A common reason for the error you report is that the program doesn't find the file it is trying to open. Sometimes your assumptions about the directory in which the program looks for files at run-time will be wrong.
Try:
using the err= option in the open statement to write code to deal gracefully with a missing file; without this the program crashes, as you have observed;
or
using the inquire statement to figure out whether the file exists where your program is looking for it.
You can check when a file has ended. It is done with the option IOSTAT for read statement.
Try:
Function Load_Names()
character(len=30) :: Staff_Name(65)
integer :: i = 1
integer :: iostat
open(unit=10, file="Staff_Names.txt")
do while(i < 65)
read(10,*, IOSTAT=iostat) Staff_Name(i)
if( iostat < 0 )then
write(6,'(A)') 'Warning: File containts less than 65 entries'
exit
else if( iostat > 0 )then
write(6,'(A)') 'Error: error reading file'
stop
end if
print*, Staff_Name(i)
i = i + 1
end do
close(10)
end Function Load_Names
Using Fortran 2003 standard, one can do the following to check if the end of file is reached:
use :: iso_fortran_env
character(len=1024) :: line
integer :: u1,stat
open (newunit=u1,action='read',file='input.dat',status='old')
ef: do
read(u1,'A',iostat=stat) line
if (stat == iostat_end) exit ef ! end of file
...
end do ef
close(u1)
Thanks for all your help i did fix the code:
Function Load_Names(Staff_Name(65))!Loads Staff Names
character(len=30) :: Staff_Name(65)
integer :: i = 1
open(unit=10, file="Staff_Names.txt", status='old', action='read')!opens file for reading
do while(i < 66)!Sets Set_Name() equal to the file one string at a time
read(10,*,end=100) Staff_Name(i)
i = i + 1
end do
100 close(10)!closes file
return!returns Value
end Function Load_Names
I needed to change read(10,*) to read(10,*,END=100)
so it knew what to do when it came to the end the file
as it was in a loop I assume.
Then your problem was that your file was a row vector, and it was likely
giving you this error immediately after reading the first element, as #M.S.B. was suggesting.

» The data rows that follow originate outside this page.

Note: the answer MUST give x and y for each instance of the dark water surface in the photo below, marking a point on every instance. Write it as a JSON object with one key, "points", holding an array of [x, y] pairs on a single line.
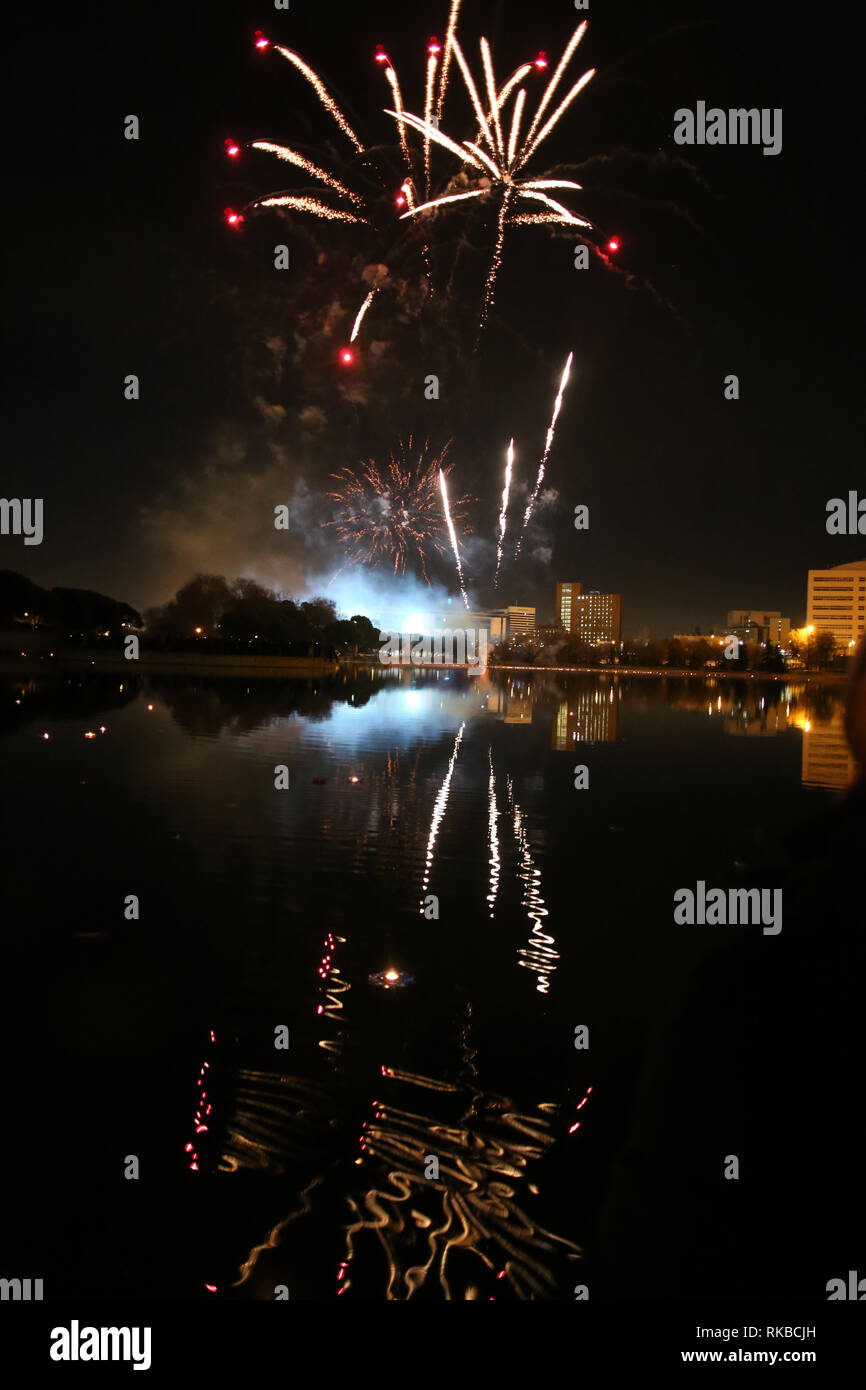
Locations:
{"points": [[267, 908]]}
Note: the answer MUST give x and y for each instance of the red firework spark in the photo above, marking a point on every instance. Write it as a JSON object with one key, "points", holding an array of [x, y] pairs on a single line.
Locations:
{"points": [[394, 513]]}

If you have a file with a NxM matrix and you read it in this way (F77):
DO i=1,N
DO j=1,M
READ(UNIT,*) Matrix(i,j)
ENDDO
ENDDO
it will load the first column of your file in the first row of your matrix and will give you an error as soon as it reaches the end of the file's first column, because the loop enforces it to read further lines and there are no more lines (if N<M when j=N+1 for example). To read the different columns you should use an implicit loop, which is why your solution worked:
DO i=1,N
READ(UNIT,*) (Matrix(i,j), j=1,M)
ENDDO
I am using GNU Fortran 5.4.0 on the Ubuntu system 16.04. Please check your file if it is the right one you are looking for, because sometimes files of the same name are confusing, and maybe one of them is blank. As you may check the file path if it is in the same working directory.